Gli europeisti come me sono soliti invocare un’Europa federale capace di giocare un ruolo decisivo nella guerra in Ucraina, nel Mediterraneo, nel conflitto fra le due superpotenze America e Cina, e così via.
Quella meta va conquistata passo per passo senza arretrare di un centimetro altrimenti si potrebbe pagare il conto finale di una regressione. Mi dà l’occasione di parlarne un amico e autorevole giornalista come Roby Ronza, storico e importante esponente di Comunione e Liberazione, che ha esposto su questo giornale due settimane fa col titolo “Se comandi, ti eleggo” il seguente punto di vista, completamente diverso dal mio.

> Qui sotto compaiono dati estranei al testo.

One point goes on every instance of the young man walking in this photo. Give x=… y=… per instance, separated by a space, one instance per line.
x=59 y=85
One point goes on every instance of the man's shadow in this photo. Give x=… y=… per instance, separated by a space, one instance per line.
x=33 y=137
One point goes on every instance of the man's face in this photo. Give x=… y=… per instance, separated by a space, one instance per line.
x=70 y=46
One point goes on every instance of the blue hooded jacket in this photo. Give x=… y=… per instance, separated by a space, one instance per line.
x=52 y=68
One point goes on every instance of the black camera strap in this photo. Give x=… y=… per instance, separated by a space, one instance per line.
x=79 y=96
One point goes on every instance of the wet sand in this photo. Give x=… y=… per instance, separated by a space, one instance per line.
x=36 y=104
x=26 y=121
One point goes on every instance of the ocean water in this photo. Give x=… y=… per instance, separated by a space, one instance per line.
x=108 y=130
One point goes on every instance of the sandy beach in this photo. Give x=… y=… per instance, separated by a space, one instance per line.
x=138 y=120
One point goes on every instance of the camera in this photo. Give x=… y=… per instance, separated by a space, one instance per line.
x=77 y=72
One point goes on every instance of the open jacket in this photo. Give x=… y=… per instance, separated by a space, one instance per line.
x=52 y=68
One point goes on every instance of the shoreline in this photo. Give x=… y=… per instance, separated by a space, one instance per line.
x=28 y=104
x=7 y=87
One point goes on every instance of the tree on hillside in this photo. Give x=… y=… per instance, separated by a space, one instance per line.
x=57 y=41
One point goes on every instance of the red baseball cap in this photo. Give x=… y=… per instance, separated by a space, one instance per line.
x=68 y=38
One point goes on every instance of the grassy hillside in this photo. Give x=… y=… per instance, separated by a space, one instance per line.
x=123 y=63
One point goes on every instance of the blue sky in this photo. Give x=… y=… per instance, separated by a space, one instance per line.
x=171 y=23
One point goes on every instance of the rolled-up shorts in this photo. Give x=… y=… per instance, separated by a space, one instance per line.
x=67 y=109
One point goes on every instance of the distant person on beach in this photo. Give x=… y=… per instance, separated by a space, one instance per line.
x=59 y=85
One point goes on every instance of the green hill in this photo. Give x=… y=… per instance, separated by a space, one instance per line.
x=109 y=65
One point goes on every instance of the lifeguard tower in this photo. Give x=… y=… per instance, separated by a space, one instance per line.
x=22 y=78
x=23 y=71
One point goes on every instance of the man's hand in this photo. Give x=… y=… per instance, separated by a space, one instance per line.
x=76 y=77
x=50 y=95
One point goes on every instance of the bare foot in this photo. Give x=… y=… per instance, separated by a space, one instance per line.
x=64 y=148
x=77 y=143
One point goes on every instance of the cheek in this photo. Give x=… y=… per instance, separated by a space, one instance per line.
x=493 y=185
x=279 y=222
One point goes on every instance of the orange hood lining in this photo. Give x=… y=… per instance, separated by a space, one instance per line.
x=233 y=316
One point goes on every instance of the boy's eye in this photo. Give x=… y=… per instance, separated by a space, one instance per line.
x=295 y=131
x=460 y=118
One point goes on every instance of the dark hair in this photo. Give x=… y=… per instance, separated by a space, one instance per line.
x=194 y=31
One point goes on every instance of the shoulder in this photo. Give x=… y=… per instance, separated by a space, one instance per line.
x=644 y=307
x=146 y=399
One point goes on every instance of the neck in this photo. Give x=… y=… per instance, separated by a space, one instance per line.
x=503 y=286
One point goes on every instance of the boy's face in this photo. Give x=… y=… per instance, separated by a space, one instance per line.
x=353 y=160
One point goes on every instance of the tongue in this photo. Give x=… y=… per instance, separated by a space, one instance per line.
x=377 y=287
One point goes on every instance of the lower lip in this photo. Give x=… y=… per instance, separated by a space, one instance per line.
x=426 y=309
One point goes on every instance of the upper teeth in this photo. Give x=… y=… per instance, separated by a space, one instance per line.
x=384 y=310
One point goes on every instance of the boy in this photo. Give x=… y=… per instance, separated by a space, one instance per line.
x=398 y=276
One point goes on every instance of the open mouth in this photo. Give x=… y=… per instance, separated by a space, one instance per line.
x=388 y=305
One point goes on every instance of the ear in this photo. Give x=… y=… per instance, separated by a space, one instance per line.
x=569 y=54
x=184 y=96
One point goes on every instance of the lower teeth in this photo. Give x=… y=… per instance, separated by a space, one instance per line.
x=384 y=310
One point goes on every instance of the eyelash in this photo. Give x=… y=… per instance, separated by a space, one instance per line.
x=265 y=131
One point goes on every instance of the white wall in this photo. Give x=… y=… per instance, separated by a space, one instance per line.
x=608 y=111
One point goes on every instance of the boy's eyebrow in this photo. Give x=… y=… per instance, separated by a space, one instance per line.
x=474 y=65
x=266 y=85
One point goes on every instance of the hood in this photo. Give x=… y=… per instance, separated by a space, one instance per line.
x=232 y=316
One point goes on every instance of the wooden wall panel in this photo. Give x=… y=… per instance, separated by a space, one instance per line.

“La Commissione non è più quell’organo tecnico, come dice il suo nome, che si era voluto che fosse, ma è divenuta un vero e proprio governo. E mettendo insieme le competenze che i trattati le assegnano, e quelle che in vario modo si è prese, si ingerisce in tutto tendendo a ridurre di fatto gli Stati membri a delle sue semplici “prefetture”.
Questa tesi mi sembra fuorviante e paradossale. Vero che Ronza scrive così per proporre “un’assemblea costituente europea attraverso la quale i popoli europei sanciscano la nascita dell’Unione”. Ma l’Unione c’è già, va migliorata, rafforzata, va innalzata di status istituzionale.
A mio parere la Commissione non è ancora, purtroppo, un governo; gli Stati nazionali pesano troppo; la norma dell’unanimità in molti campi riduce la capacità decisionale dell’Unione europea; sarebbe meglio imboccare la strada della maggioranza qualificata.
Sottolineo tutto ciò perché mi pare che una parte dell’attuale governo Meloni (non tutto per fortuna) sia favorevole a questa visione “sovranista” che considero pericolosa. Mi pare che la vicinanza politica di Salvini e Meloni con il gruppo di Visegrad (Ungheria, Polonia, Repubblica Ceca, Slovacchia) abbia lasciato il segno a prescindere dal problema dell’accoglienza degli stranieri da quando sono al governo.
La spinosissima questione dell’immigrazione è infatti abusata spesso, seppure meno che in passato, in funzione euroscettica. In realtà la solidarietà sarà più forte se l’Europa sarà più unita e avrà più poteri, se sarà in grado di far rispettare le regole che democraticamente si è data.
Anche sul famoso MES c’è una posizione isolazionista, perniciosa per l’Italia. Il discorso, per alcuni aspetti, vale per altri Stati europei. Faccio il caso della Francia. Mi convincono spesso le proposte di Macron, la sua ambizione di contare di più nello scenario mondiale, di parlare alla pari con Putin, Biden e Xi Jinping, ma i suoi risultati resteranno pari a zero se quelle proposte le porta avanti la Francia da sola e non l’Unione europea.
È la linea chiaramente perseguita da Romano Prodi in tanti suoi recenti interventi pubblici. Lì ci vedo una prospettiva, un orizzonte e non il rischio di una “diminuzione” di quell’Europa che con i suoi limiti ha rappresentato anche per l’Italia una rete importante di progresso civile, sociale ed economico.